L’épidémie n’en est pas à son pic et on peut d’ores et déjà en tirer des enseignements : il faut financer les hôpitaux indépendamment des séjours des patients, notamment en médecine générale. Le candidat Macron avait promis la fin du financement de l’hôpital public par la T2A, mais aucune proposition sérieuse alternative n’a été faite depuis trois ans.

Le gouvernement doit soutenir l’hôpital et annoncer un moratoire immédiat sur la T2A pour financer l’hôpital public en sus de mesures supplémentaires immédiates de financement. En Italie, 1 milliard d’euros a été débloqué d’urgence pour les hôpitaux. En France, la situation est analogue et il faudra, de plus, un plan pluriannuel de recrutement et de revalorisation des personnels. Il s’agit de 3 milliards à 4 milliards, c’est beaucoup mais c’est indispensable.

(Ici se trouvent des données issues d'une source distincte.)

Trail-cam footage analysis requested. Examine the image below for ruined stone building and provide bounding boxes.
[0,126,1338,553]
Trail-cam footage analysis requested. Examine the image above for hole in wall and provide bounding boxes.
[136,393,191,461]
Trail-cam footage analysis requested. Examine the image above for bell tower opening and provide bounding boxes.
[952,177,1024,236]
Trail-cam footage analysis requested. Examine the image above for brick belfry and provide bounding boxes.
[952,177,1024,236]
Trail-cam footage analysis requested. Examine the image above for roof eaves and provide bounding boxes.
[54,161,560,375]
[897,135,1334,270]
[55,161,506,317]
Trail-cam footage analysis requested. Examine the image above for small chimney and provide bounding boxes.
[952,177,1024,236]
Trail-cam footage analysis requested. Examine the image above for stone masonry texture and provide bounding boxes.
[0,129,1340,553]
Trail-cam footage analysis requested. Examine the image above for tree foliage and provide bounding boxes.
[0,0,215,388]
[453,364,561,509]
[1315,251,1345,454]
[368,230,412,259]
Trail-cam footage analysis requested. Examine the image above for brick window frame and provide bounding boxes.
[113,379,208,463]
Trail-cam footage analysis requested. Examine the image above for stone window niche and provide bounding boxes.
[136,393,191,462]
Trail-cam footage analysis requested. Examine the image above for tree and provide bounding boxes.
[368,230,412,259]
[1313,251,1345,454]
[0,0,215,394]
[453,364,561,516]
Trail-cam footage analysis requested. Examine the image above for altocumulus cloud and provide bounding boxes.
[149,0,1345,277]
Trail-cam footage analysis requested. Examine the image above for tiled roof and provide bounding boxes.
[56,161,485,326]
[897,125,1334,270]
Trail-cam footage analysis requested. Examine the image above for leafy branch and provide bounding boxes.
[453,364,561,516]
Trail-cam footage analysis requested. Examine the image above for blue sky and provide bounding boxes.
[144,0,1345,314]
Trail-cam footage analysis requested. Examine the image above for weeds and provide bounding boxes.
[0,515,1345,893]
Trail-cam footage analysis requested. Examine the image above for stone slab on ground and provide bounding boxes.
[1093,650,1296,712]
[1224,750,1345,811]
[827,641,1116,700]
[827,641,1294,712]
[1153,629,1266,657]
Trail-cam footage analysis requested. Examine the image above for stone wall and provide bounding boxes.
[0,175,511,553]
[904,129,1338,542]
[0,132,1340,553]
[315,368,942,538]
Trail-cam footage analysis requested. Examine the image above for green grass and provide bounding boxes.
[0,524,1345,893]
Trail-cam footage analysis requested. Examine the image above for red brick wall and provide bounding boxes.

Il faut très vite recruter les 40 000 infirmières qui sont nécessaires à l’hôpital. Il faut rouvrir les lits fermés faute de personnel. Mais aussi remplacer les infirmières en arrêt maladie ou en congé de maternité, pour obtenir des ratios d’effectifs supportables au regard du nombre de lits, y compris en psychiatrie, qui est sous-dotée et asphyxiée.

Le plan blanc était la réponse attendue mais il finit d’épuiser les soignants qui fuyaient déjà, avant même l’épidémie, des conditions de travail difficiles. Le gouvernement doit proposer au Parlement un correctif budgétaire pour augmenter immédiatement l’objectif national des dépenses d’assurance-maladie (Ondam) afin de financer l’hôpital en fonction de ses besoins.

André Grimaldi, professeur, diabétologue, hôpital de la Pitié-Salpêtrière, Paris ;

Anne Gervais Hasenknopf, médecin, hépatologue, hôpital Louis-Mourier, Colombes (Hauts-de-Seine) ;

Olivier Milleron, médecin, cardiologue, Bichat-Claude-Bernard, Paris.